Most especially that is because much of their cost will be borne by bankers of whom there will be many fewer with many of those remaining being paid less than now. As such, somewhat inadvertently, we provided these politicians with a ‘shovel ready’ solution to their need for a new tax on the financial services sector to raise funds for euro bailout plans.
So are campaigners disenchanted by this takeover of their idea? The simple answer to that is ‘no’. This tax will still be used to relieve poverty; we just hadn’t anticipated it would be in Greece and other EU countries. But before being surprised at this it’s worth remembering Oxfam started to relieve poverty in Greece.
Moreover, remember that many who wanted this tax also wanted it to act as a brake on the banking sector. I am in that number. We believe that not only is the cash the tax raises important, the fact it might constrain banking is itself useful as this sector is almost certainly too big and, if it traded less, real benefits might arise.
Those benefits might be, firstly, easier access to skilled labour by other sectors in the economy. Secondly wages in banking might fall. This will thirdly have beneficial impact on house prices in southeast England and fourthly will reduce pressure on regional infrastructure including transport in that area and allow release of resources to other areas. Fifthly, because less effort will be put into speculation more might be put into real economic activity so that productive capacity will rise and GDP with it.

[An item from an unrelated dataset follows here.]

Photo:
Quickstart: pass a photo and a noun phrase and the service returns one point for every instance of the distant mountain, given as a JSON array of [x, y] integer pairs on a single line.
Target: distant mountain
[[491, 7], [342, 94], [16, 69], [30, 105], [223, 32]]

Lastly, perhaps a better allocation of resources in the economy will arise because banks will actually have to lend to business to make money, something they have long neglected to do.
So the path to a Robin Hood Tax has been unconventional and is not complete yet. But will it happen? I suggest that this is now just a matter of time. No government will eventually be able to resist the combination of benefits it can offer. And that’s why it is now on the table, waiting for adoption.